そういう教育が基本にあった上で、「日本の領土」がどのくらいあるのか、ということだってちゃんと教えてやらなければ、学校以外でそれをやる場があるんでしょうか、ということです。

今後ともよろしくお願いいたします。


投稿: robita | 2006年5月13日 (土) 10時49分

この「いっそ、みんなでアメリカの言うことを聞いちゃえば平和」という議論は、説得力があります。
私が大学で法哲学を学んだとき、教授はこう申しました。「力なき正義は無力である。正義なき力は横暴である。だから、正義ある者に力を与えるか、力あるものを正義とするより他に、我々にはない。そして、その両者を比べたとき、力あるものを正義とすることのほうが、遙かにたやすいことである。(それ故に、法はそのような選択をしばしば行う)」
アメリカは力がある。だから、アメリカを「正義」としよう。アメリカを正義としないならば、アメリカでないものに力を与えなくてはならなくなります。その活動が「テロル」であり「内戦」であるとするなら、それは平和を損なうものだと言えますね。
よって、この主張は「平和主義」にまったく背反しませんし、法理的にも充分の説得力をもって成立します。
ただ、日本の「平和主義」は、「反アメリカ」ということになっているので、なかなか理解をされないかもしれません。多くの日本の平和主義者は、平和を合理的に(つまり、もっとも効率よく)追求するのが目的ではなくて、平和運動を通じて彼らの政治的主張をするのが目的なのですから。
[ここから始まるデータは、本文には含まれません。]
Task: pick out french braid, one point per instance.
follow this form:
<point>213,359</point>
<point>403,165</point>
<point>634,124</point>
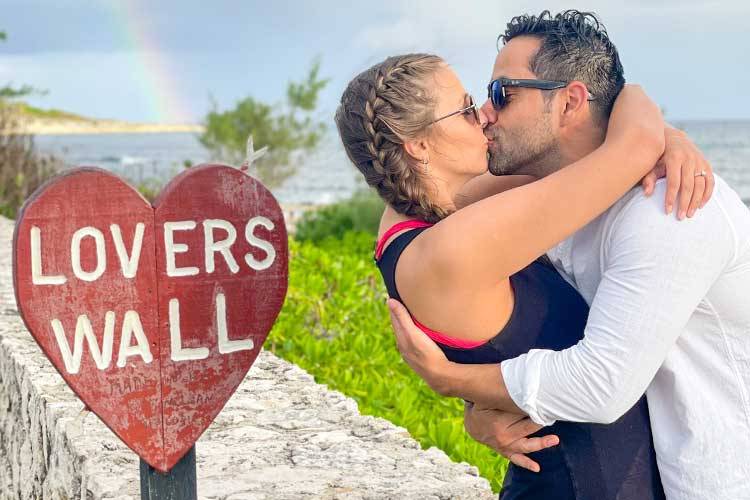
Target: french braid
<point>380,109</point>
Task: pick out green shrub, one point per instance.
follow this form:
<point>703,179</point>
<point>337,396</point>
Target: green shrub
<point>360,213</point>
<point>335,325</point>
<point>22,168</point>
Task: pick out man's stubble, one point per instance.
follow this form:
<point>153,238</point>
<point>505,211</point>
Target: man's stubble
<point>532,150</point>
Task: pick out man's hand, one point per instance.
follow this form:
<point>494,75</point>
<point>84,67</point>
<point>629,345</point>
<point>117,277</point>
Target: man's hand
<point>682,163</point>
<point>506,433</point>
<point>419,351</point>
<point>481,383</point>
投稿: なるほど。 | 2006年5月23日 (火) 11時32分

>なるほどさん、

前半も読んでくださったんですね。
平凡な主婦の素朴な意見を書いたのですが、秩序維持としての法理に適っているんですね。ちょっと嬉しい。
世の中のあれやこれやの解決方法は案外単純素朴なものなのに、人間の複雑さがそれをさせないということでしょうか。
でも、ブログ「深夜のニュース」の真魚さんによると、「米英の言う通りにしていれば世界はうまくいく」という考え方は元々あるそうです。当ブログの「アメリカってそんなに悪い?」という記事のコメント欄にあります。→ http://robita-48.cocolog-nifty.com/blog/2005/06/post_4952.html

>ただ、日本の「平和主義」は、「反アメリカ」ということになっているので、なかなか理解をされないかもしれません。<

そうですね。

話変わりますが、singleandover40さんのブログには結婚問題についても多くの記事がありますね。
当ブログでもそのテーマの記事は沢山書きましたし、素晴らしいコメントも沢山いただいております。例えば→ http://robita-48.cocolog-nifty.com/blog/2006/04/post_bef0.html
よかったらお読みください。
30代40代の独身男女の思いが集まればいいなあ、なんて私は思ってるんですけどね。